Dans ce domaine, le juge fonde sa décision, sauf dispositions contraires de la loi, sur les faits qui, faute d'être établis de manière irréfutable, apparaissent comme les plus vraisemblables. Il ne suffit donc pas qu'un fait puisse être considéré seulement comme une hypothèse possible. Parmi tous les éléments de fait allégués ou envisageables, le juge doit, le cas échéant, retenir ceux qui lui paraissent les plus probables (ATF 130 III 321 consid. 3.2 et 3.3; 126 V 353 consid. 5b; 125 V 193 consid. 2 et les références citées; arrêt du TF 8C_704/2007 du 9 avril 2008 consid. 2). Aussi n'existe-t-il pas, en droit des assurances sociales, un principe selon lequel l'administration ou le juge devrait statuer, dans le doute, en faveur de l'assuré (ATF 126 V 319 consid. 5a).
S’agissant des rapports établis par les médecins traitants de l’assuré, le juge peut et doit tenir compte du fait que, selon l’expérience, la relation thérapeutique et le rapport de confiance qui les lient à leur patient les placent dans une situation délicate pour constater les faits dans un contexte assécurologique.

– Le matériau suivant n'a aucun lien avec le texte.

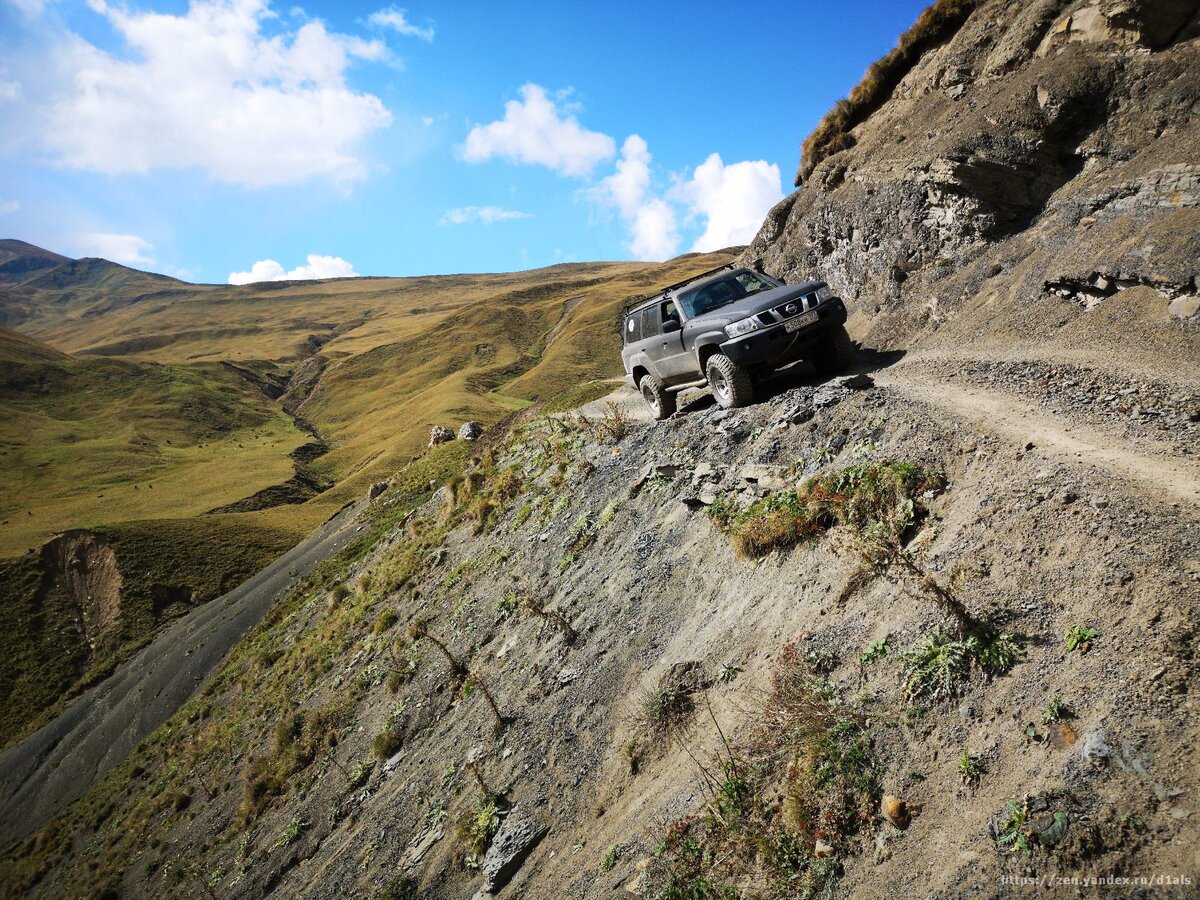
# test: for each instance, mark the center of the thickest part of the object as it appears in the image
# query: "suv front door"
(672, 358)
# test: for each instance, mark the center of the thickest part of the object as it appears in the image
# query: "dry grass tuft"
(784, 808)
(934, 27)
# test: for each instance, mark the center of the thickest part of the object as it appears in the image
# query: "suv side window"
(670, 311)
(652, 324)
(634, 328)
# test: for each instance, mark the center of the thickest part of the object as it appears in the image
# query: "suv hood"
(755, 304)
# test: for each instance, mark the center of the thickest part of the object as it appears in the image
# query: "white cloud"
(535, 131)
(397, 21)
(651, 220)
(125, 249)
(33, 9)
(211, 90)
(485, 215)
(318, 268)
(733, 199)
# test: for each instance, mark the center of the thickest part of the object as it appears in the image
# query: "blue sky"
(226, 137)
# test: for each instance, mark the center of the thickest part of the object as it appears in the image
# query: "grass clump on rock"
(833, 135)
(784, 808)
(877, 499)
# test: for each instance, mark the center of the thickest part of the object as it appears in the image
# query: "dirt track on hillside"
(63, 760)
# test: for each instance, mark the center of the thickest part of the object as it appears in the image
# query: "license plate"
(801, 322)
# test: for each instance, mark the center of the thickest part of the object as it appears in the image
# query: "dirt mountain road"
(1159, 472)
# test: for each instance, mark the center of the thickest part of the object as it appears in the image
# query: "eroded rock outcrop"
(83, 565)
(1037, 144)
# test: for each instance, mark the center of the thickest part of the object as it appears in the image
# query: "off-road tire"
(660, 401)
(730, 383)
(837, 353)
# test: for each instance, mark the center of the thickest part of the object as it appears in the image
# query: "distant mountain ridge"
(39, 286)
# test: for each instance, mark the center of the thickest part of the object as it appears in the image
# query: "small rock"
(516, 839)
(1185, 307)
(1060, 736)
(861, 381)
(897, 811)
(1095, 749)
(439, 435)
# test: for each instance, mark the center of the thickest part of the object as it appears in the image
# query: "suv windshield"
(723, 292)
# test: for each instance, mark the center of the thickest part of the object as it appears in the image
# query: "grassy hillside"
(172, 405)
(100, 441)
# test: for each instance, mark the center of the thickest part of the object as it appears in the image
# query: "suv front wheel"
(660, 401)
(730, 383)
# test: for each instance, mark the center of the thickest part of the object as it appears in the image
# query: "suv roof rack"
(635, 303)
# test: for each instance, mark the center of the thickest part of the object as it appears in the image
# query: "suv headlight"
(742, 327)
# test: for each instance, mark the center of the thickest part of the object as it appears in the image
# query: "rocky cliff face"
(1036, 161)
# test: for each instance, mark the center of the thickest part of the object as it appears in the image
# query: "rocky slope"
(923, 631)
(1031, 186)
(563, 641)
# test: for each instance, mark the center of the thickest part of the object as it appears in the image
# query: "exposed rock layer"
(1043, 148)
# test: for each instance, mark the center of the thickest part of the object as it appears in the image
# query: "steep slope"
(19, 261)
(1029, 189)
(22, 349)
(573, 579)
(185, 478)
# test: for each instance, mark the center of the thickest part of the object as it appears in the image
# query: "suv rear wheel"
(731, 384)
(835, 354)
(660, 401)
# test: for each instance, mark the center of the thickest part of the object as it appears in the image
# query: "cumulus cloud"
(484, 215)
(397, 21)
(125, 249)
(732, 199)
(318, 268)
(651, 220)
(537, 131)
(213, 90)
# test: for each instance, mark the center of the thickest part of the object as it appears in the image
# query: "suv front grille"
(795, 307)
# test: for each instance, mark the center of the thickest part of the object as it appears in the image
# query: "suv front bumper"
(774, 346)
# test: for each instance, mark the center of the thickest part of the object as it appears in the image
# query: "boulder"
(513, 844)
(439, 435)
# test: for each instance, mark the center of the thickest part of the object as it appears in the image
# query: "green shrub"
(879, 501)
(388, 618)
(937, 667)
(808, 745)
(387, 743)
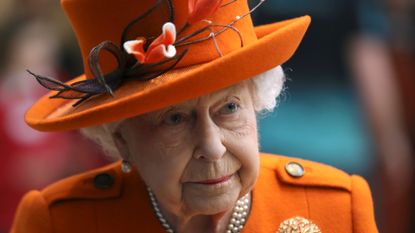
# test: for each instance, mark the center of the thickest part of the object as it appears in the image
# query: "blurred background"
(349, 98)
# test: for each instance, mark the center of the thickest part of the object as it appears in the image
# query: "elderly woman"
(178, 107)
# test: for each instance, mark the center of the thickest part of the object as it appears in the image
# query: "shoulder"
(327, 189)
(302, 172)
(104, 182)
(33, 213)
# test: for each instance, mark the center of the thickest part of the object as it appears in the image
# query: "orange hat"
(158, 53)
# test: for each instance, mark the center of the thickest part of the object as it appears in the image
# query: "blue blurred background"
(349, 98)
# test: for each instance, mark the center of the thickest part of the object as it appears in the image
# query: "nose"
(209, 140)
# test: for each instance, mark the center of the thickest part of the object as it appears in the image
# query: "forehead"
(241, 90)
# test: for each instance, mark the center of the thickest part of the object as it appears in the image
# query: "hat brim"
(276, 43)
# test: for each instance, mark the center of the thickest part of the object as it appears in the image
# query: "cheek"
(243, 145)
(168, 155)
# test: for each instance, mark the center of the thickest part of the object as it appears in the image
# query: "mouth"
(214, 181)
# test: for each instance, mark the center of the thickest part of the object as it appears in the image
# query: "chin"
(212, 205)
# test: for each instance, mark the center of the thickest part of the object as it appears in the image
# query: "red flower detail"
(162, 47)
(202, 9)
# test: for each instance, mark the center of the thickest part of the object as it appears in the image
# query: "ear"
(121, 144)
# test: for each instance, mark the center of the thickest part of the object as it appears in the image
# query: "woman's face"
(198, 157)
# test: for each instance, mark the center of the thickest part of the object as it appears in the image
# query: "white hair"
(266, 87)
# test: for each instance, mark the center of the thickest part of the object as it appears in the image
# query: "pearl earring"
(126, 167)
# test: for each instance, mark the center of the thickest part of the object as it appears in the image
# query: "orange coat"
(107, 201)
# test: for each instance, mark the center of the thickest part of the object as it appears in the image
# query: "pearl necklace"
(236, 223)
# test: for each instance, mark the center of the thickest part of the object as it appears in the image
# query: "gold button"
(294, 169)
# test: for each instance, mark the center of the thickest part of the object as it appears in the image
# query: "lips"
(214, 181)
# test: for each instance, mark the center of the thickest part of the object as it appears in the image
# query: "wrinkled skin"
(179, 148)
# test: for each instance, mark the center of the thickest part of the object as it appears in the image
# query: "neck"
(202, 223)
(216, 223)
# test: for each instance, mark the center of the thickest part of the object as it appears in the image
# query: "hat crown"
(95, 21)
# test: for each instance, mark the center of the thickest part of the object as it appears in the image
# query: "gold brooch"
(298, 225)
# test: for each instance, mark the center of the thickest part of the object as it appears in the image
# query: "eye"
(174, 119)
(229, 108)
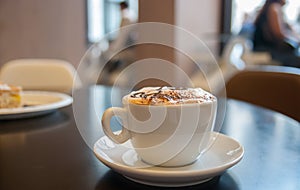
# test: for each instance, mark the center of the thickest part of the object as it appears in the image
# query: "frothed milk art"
(169, 96)
(157, 118)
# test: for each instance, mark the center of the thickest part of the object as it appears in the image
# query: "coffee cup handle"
(108, 114)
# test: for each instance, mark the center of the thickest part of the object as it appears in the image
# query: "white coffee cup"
(164, 135)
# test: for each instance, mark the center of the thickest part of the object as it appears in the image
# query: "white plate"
(223, 154)
(37, 103)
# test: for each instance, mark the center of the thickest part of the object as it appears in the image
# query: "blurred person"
(273, 34)
(248, 27)
(124, 39)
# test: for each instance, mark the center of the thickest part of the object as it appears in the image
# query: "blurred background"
(65, 29)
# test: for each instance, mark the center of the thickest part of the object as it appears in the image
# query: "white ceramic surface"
(223, 154)
(157, 128)
(37, 103)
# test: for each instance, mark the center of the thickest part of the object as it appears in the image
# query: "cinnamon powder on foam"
(169, 96)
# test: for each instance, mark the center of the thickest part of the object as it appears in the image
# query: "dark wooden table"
(53, 151)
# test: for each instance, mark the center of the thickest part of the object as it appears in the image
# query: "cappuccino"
(169, 96)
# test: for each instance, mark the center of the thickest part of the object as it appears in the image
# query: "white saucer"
(37, 103)
(223, 154)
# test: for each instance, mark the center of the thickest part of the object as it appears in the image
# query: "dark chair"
(273, 87)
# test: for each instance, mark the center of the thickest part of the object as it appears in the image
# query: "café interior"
(69, 46)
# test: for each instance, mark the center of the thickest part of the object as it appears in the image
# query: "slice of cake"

Ce constat ne libère cependant pas le tribunal de procéder à une appréciation complète des preuves et de prendre en considération les rapports produits par l’assuré, afin de voir s’ils sont de nature à éveiller des doutes sur la fiabilité et la validité des constatations du médecin de l’assurance (ATF 125 V 351 consid. 3b/bb et cc et les références citées; arrêt TF 8C_796/2016 du 14 juin 2017 consid. 3.3).
D’après la jurisprudence, le juge peut accorder valeur probante aux rapports et expertises établis par les médecins des assurances aussi longtemps que ceux-ci aboutissent à des résultats convaincants, que leurs conclusions sont sérieusement motivées, que ces avis ne contiennent pas de contradictions et qu’aucun indice concret ne permet de mettre en cause leur bien-fondé (ATF 125 V 351 consid. 3b/ee et la référence citée; arrêt TF 8C_565/2008 du 27 janvier 2009 consid. 3.3.2). Il résulte de ce qui précède que les rapports des médecins employés de l’assurance sont à prendre en considération tant qu’il n’existe aucun doute, même minime, sur l’exactitude de leurs conclusions (ATF 135 V 465 consid. 4.7; arrêt TF 8C_796/2016 du 14 juin 2017 consid. 3.3).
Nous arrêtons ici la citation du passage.